From Anarchy In Action

Shifu, an anarchist influenced by Kropotkin, established the Crock-Crow Society in 1912 in the city of Guangzhou. The Crock-Cow Society published an influential anarchist journal, People's Voice. Shifu and his followers helped launch a number of communal experiments and labor organizing efforts that continued in Guangzhou after Shifu's death in 1915.[1] In Guangzhou, Shifu's followers organized China's first modern labor unions.
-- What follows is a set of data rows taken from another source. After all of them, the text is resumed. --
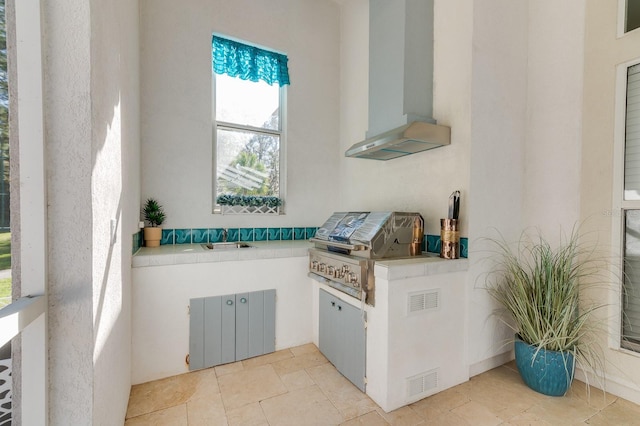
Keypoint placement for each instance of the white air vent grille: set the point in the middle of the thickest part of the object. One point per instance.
(423, 301)
(423, 383)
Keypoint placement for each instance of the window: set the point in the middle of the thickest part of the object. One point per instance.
(249, 119)
(630, 338)
(632, 15)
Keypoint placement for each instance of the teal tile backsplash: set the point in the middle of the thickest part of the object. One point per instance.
(430, 244)
(216, 235)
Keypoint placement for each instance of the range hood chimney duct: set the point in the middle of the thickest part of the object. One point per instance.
(400, 82)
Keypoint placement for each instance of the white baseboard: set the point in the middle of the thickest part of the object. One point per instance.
(614, 385)
(490, 363)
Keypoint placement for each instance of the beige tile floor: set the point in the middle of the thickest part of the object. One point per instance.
(298, 386)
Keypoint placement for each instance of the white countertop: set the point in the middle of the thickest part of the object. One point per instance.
(389, 269)
(175, 254)
(427, 264)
By 1920 they organized almost forty unions in Guangzhou, including the Teahouse Labor Union in 1918 which had 11,000 members.[2]
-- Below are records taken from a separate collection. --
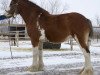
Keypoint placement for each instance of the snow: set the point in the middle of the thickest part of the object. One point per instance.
(65, 59)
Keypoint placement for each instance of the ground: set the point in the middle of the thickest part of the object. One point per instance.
(54, 60)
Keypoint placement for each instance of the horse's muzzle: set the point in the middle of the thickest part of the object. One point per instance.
(7, 14)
Chinese and Korean anarchists collaborated on projects such as the Movement for Rural Self-Defense Communities in Guanzhou in the 1920s. The area "was firmly controlled by the Chinese anarchist Quin Wangshan (1891-1970) under the Quomindang banner, with support from Xu Zhuoran, a graduate of Huangpu Military Academy who sympathized with anarchist ideals."[3]
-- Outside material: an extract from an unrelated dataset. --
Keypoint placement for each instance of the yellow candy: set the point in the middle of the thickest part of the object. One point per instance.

When the nationalist Quomindang party purged its anarchist members in 1927, many anarchists found refuge in Guangzhou. They called it "a heaven of place," a utopia.[4]

It has been claimed that from 1921 to 1923, "the entire city was run as an anarchist commune"[5] and "the entire city of Guangzhou in China" was "an anarchist commune for a year."[6]

  1. Afir Dirlik, "Anarchism and the Question of Place: Thoughts from the Chinese Experience" in ed. Steven Hirsch and Lucien Van Der Walt, Anarchism and Syndicalism in the Colonial and Postcolonial World, 1870-1940: The Praxis of National Liberation, Internationalism, and Social Revolution (London and Boston: Brill, 2010), 138.
  2. Afir Dirlik, Anarchism in the Chinese Revolution (Berkeley and Los Angeles: Regents of the University of California, 1991), ch. 4. Michael Schmidt, Cartography of Revolutionary Anarchism.
  3. Dongyoun Hwang, "Korean Anarchism Before 1945: A Regional and Transnational Approach" in Anarchism and Syndicalism in the Colonial and Postcolonial World, 118.
  4. Hwang, "Korean Anarchism Before 1945".
  5. Schmidt, Cartography of Revolutionary Anarchism.